7 昆虫の飼料利用の拡大のために解決すべき課題

(1)昆虫の飼料利用に関する制限

 欧州委員会保健衛生・食の安全総局(DG SANTE)に聞き取りの機会を得たが、開始直後に「まず理解してほしいことは」と切り出された。そして「BSEの過ちが繰り返されないよう、昆虫の飼料利用は慎重に適用範囲を広げてきた。魚類用飼料は2013年、豚や家きん用飼料は21年に解禁したが、反すう動物への適用は現状難しいと考えている。同様の理由で、昆虫に与える餌についても厳しく規制しており、一部の例外を除いて、昆虫には植物性の飼料しか与えることができない」と話し、無分別の食品残さを昆虫の飼料として利用することには否定的であった。
 このことから、さまざまな食材が含まれる家庭や外食産業からの食品残さを昆虫の飼料として利用することは現状では困難であり、食品工場などから発生する均一な植物性の食品残さが主な供給源となる状況にある。例えば、欧州域内の大手昆虫養殖企業の工場では、フライドポテト工場から出るジャガイモの廃棄物などを昆虫に与える餌として利用している。
 

(2)コストの問題

 ラボバンクの試算によると、2021年5月時点で昆虫由来ミール(昆虫タンパク質)の生産コストは1トン当たり3500(54万8975円)〜5500ユーロ(86万2675円)と推計されており、同時点の魚粉の同1200ユーロ(18万8220円)〜2000ユーロ(31万3700円)、大豆ミールの同370ユーロ(5万8035円)と比較して高額である。
 欧州委員会への聞き取りでも、普及に際してコストの問題は大きく、昆虫に与える餌に食品残さの使用許可を求める業界の要望も、飼料コストの削減意図が大きいのではないかとの意見が聞かれた。
 各ミールの生産コストの差については、魚粉などの価格が近年上昇し続けていることに加え、今後の昆虫の品種改良や、より効率的な生産方法の確立および大規模な工場の建設により、昆虫ミールの生産コストをある程度低下させることが期待される。しかし、競争力保持を期待できるものの、魚粉および大豆ミールと価格差のある現状では、昆虫ミールの機能などの特性や、温室効果ガス排出量削減といった持続可能性での利点をふまえた差別化が必要と思われる。
 

(3)フラス規制の問題

 前述の通り、フラスは有機肥料として承認されたものの、その販売にはさらに2段階の手続きが必要である。まず、欧州議会およびEU理事会規則(2019/1009)では、昆虫を含む各種動物由来の製品について、必要な処理を行った後肥料製品として転換できるための基準(エンドポイント)を規定している。この規制の改定は欧州委員会によって2023年5月30日に承認されており、議会および理事会の反対がなければ8月末ごろ発効の予定である。
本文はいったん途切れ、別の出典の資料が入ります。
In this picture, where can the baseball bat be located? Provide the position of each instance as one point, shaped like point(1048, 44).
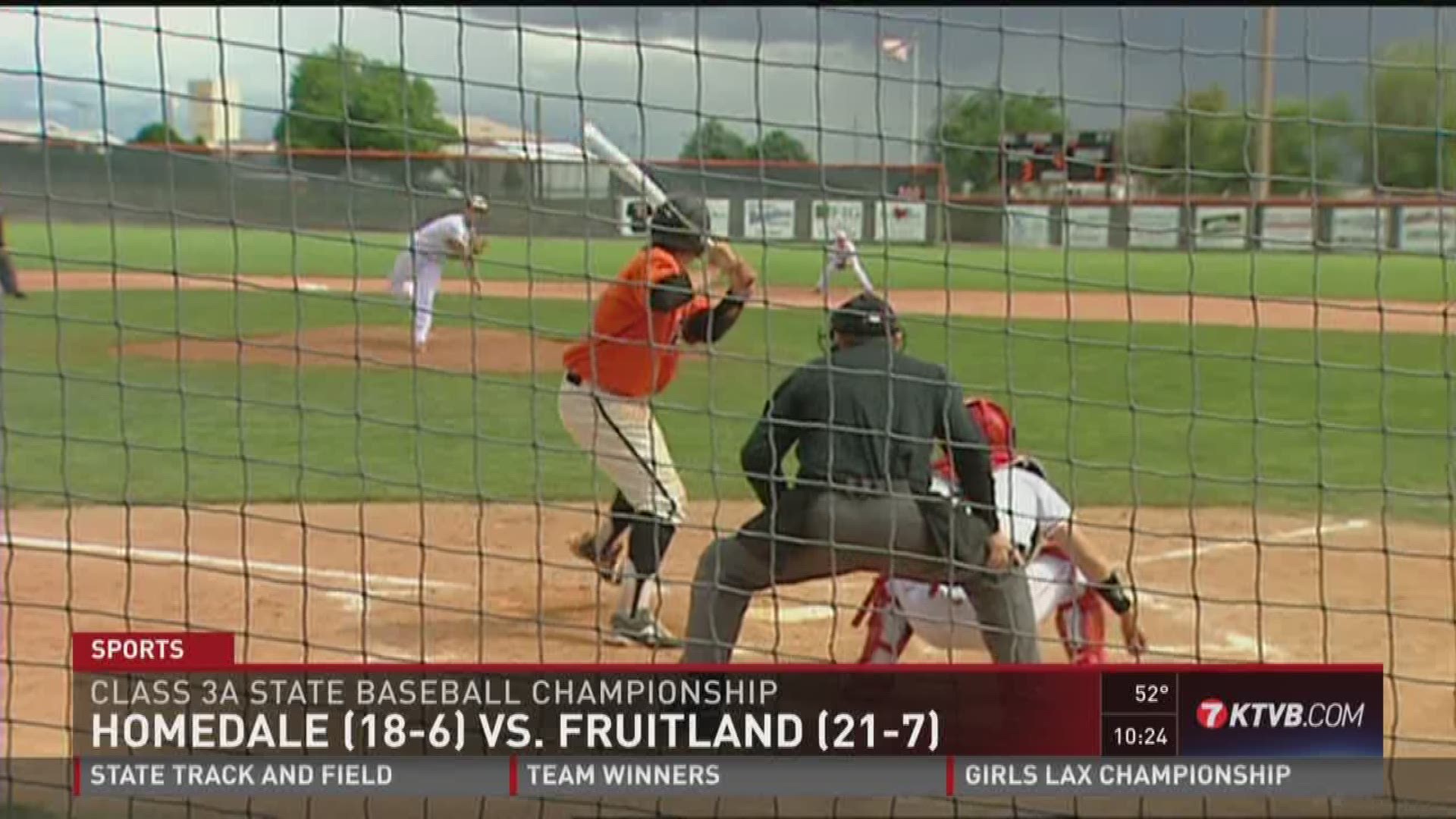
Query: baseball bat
point(626, 171)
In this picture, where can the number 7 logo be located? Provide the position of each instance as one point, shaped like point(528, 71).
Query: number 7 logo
point(1213, 713)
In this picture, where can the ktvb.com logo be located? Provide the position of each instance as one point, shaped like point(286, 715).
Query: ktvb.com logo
point(1215, 714)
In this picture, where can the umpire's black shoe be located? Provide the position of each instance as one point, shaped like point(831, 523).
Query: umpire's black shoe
point(644, 630)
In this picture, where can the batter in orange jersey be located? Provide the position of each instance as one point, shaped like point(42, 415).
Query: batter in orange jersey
point(629, 356)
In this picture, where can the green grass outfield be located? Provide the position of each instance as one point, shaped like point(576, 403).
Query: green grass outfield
point(220, 251)
point(1142, 414)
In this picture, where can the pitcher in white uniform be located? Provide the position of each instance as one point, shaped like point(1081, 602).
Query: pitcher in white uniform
point(419, 268)
point(843, 254)
point(1057, 556)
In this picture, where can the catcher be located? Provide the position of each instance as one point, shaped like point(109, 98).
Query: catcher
point(1059, 561)
point(862, 423)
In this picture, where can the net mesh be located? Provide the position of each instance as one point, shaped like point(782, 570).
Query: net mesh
point(215, 417)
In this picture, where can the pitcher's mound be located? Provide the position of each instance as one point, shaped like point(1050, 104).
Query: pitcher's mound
point(450, 349)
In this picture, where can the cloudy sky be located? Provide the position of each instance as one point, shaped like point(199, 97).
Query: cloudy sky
point(650, 74)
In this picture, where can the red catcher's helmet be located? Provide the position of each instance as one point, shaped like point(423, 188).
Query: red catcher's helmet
point(996, 428)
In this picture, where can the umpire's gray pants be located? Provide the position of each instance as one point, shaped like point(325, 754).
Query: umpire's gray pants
point(842, 534)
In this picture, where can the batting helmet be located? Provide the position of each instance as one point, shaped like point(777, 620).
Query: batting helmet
point(864, 316)
point(996, 428)
point(682, 224)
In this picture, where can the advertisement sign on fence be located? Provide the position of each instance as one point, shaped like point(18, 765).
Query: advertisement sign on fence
point(767, 219)
point(900, 222)
point(1028, 226)
point(1153, 226)
point(1288, 229)
point(1357, 228)
point(1088, 226)
point(720, 213)
point(1427, 229)
point(839, 215)
point(1220, 228)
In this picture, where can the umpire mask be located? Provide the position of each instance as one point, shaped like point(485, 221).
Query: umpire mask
point(865, 316)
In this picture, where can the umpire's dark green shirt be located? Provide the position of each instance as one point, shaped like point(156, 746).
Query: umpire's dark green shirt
point(867, 411)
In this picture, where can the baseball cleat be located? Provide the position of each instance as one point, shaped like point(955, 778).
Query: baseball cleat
point(642, 630)
point(604, 561)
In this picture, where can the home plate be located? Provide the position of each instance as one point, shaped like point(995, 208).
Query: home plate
point(792, 614)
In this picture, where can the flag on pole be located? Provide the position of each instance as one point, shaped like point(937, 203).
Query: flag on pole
point(896, 49)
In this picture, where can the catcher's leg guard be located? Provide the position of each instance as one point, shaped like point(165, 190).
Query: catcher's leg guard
point(1082, 627)
point(887, 632)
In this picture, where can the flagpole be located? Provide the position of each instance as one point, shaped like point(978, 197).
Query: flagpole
point(915, 95)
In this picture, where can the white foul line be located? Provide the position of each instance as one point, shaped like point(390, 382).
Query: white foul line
point(164, 557)
point(1237, 545)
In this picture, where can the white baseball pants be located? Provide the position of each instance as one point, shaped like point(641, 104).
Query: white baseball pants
point(830, 267)
point(626, 444)
point(417, 279)
point(946, 620)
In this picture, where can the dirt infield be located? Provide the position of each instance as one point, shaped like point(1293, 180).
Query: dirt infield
point(481, 582)
point(1291, 314)
point(450, 349)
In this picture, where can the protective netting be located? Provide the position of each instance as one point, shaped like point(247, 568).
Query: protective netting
point(1222, 330)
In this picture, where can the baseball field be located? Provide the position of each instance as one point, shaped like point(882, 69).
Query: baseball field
point(216, 428)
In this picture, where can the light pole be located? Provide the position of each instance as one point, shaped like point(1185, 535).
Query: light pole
point(1261, 190)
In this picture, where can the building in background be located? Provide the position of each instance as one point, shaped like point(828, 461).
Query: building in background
point(215, 112)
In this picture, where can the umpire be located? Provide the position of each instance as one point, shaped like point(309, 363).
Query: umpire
point(865, 420)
その後、肥料としての特性と環境への影響評価が24年末をめどに実施されるため、フラスの有機肥料としての利用開始は25年以降と見込まれる。
 また、昆虫養殖業界はフラスを肥料として利用するため熱処理が要求される点を疑問視しており、家畜のふん尿のように熱処理を行うことなく、圃場への直接散布が可能になるよう規制緩和を求めている。
 

(4)貿易上の懸念

 2022年11月のIPIFFの年次会議では、WTOとの整合性がその他の懸念として挙げられていた。会議では欧州委員会の発表者から、フラスの輸入を制限するような規制はWTOのルールに違反する可能性が指摘された。そのため、EU域外からのフラスの輸入規制を行うことが難しくなると、域内で発生したフラスの販売・処理が難しくなるのではないかといった意見も聞かれた。
 これは飼料用タンパク源としての昆虫ミールなどの製品でも同様であり、EU側の求める厳しい条件を満たす必要はあるものの、昆虫由来の製品が域外国から輸入される可能性がある。
 また、現状はミツバチを除く昆虫の取引に関する国際的なルールがなく、国際的に同意された動物衛生上の手順もない。昆虫による人畜共通の感染症の媒介の否定はできず、昆虫の形態で国際的に流通させるためには、動物衛生上のリスクを洗い出し、国際獣疫事務局(WOAH)のような機関で議論を行い、コンセンサスを得ていく必要がある。

8 おわりに

 現時点でEUの飼料用の昆虫養殖は小規模にとどまっているものの、昆虫養殖企業は飼料メーカーから長期間の納入契約を締結し、大規模な昆虫養殖拠点の新設を進めており、今後も多額の投資が継続して行われることにより、生産規模は拡大していくものと思われる。欧州として不足している飼料用のタンパク質の供給源としての期待とともに、持続可能性の面でも貢献が期待される。
 一方で、昆虫養殖は畜産と同様に養殖動物の扱いとなり、昆虫に与える餌に関して制限があり、食品廃棄物すべてを利用できる状況には当面ならないことや、フラスの規制などもクリアする必要があるなど、当面の間は昆虫飼料の潜在的な力のすべてを発揮できる状況にはないことも事実である。
 昆虫養殖は中小企業による生産が多いことや、地域での食品加工工場で発生している食品残さなどの輸送コストがかかる各種バイオマス資源を、より付加価値が高く、かさばらないタンパク質や脂質に転換することが可能なため、畜産飼料の多くを輸入に頼る日本にとって、今後発展する可能性を持つ分野であるといえる。
 EUは昆虫に与える餌や、昆虫の種類、品質、飼料の製造方法、輸送方法や用途について、引き続きさまざまな条件を整備し、昆虫利用の拡大につなげていくとみられる。EUが取り組んでいる規制の見直しが、EUだけでなく、日本を含む世界各国の今後の昆虫の飼料利用に大きな影響を及ぼすと考えられることから、引き続き、EUの動向に注意を払う必要がある。